I have a custom closed-hashset/open-addressing (i.e. no linked lists) class. It's very specific to my needs - it's not generic (only for positive long numbers), needs the amount of records to be inserted to be predefined, and doesn't support remove - but it is meant to be as little space-consuming as possible.
Since it has so little functionality, it's a really small and simple class. However for some reason, when i insert many entries, the number of collisions becomes much too high much too fast.
Some code (Java):
public class MyHashSet
{
private long[] _entries;
public MyHashSet(int numOfEntries)
{
int neededSize = (int)(numOfEntries / 0.65D);
_entries = new long[neededSize];
}
public void add(long num)
{
int cell = ((Long) (num % _entries.length)).intValue();
while (_entries[cell] != 0)
{
if (++cell >= _entries.length)
cell = 0;
}
_entries[cell] = num;
}
...
I have a main which instansiates a MyHashSet object with 10 million as a parameter, then calls add() 10 million times with a different randomly-generated (yet positive) Long number. While on the normal Java HashSet this insertion takes about a second as a whole, it takes about 13 seconds for it to finish with MyHashSet.

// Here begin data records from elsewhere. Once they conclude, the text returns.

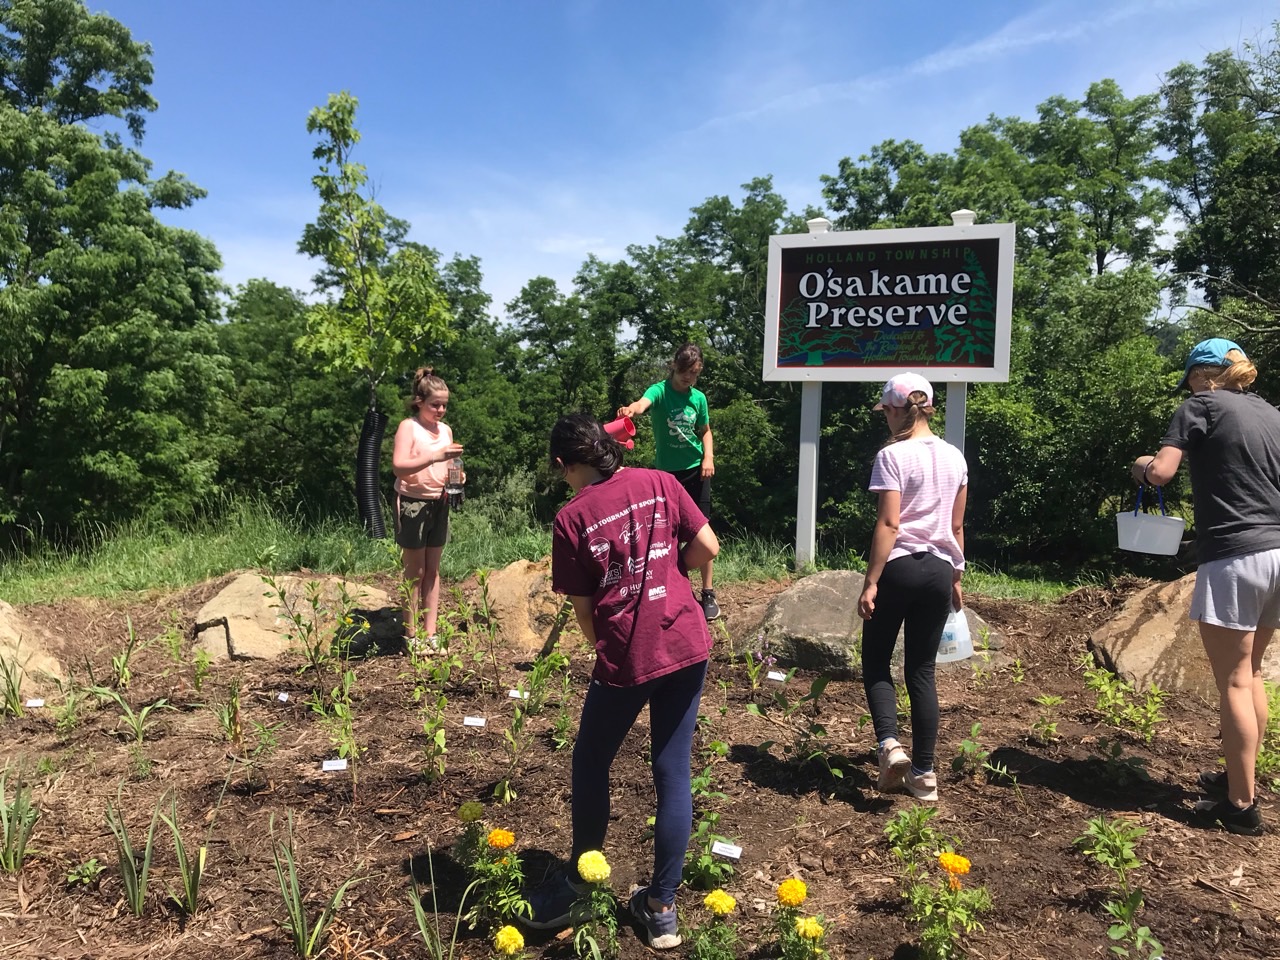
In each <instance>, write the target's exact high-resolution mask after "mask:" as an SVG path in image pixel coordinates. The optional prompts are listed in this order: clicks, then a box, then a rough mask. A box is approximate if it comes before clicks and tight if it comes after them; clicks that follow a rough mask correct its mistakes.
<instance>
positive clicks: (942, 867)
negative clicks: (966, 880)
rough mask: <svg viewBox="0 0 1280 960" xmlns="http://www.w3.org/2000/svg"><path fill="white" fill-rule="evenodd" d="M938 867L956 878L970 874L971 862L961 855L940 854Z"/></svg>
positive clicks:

I added a counter for collisions and indeed, the number of collisions is 3-6 billion - way more than expected (I'd guess about 30-40 million is to be expected).
Am I doing something wrong? Is there something wrong with the hashing itself? Why would there be so many collisions, and what can I do about it?
Thank you!
P.S.: The number 0.65 in the code represents that the table will only get 65% filled, which I know is supposed to be working well in closed hashsets. For this matter, even if i set it to 20%, the insertion still takes > 10 seconds..
-- EDIT --
This is quite embaressing to admit, but my test code recreated the Random object (with System.currentTimeMillis() as a seed) in each iteration of the loop, rather than using the same one for the entire run..
After fixing it, it takes about 2-3 seconds for the insertion to be done with. This still seems too much in comparison - why would the default java HashSet only take a second to insert to, when it is more 'complex' than MyHashSet? I now get around 9 millions collisions only. I also tried taking the logging code off to see if it helps but it still won't make for the difference. I'd appreciate any ideas, and sorry again for the confusion before.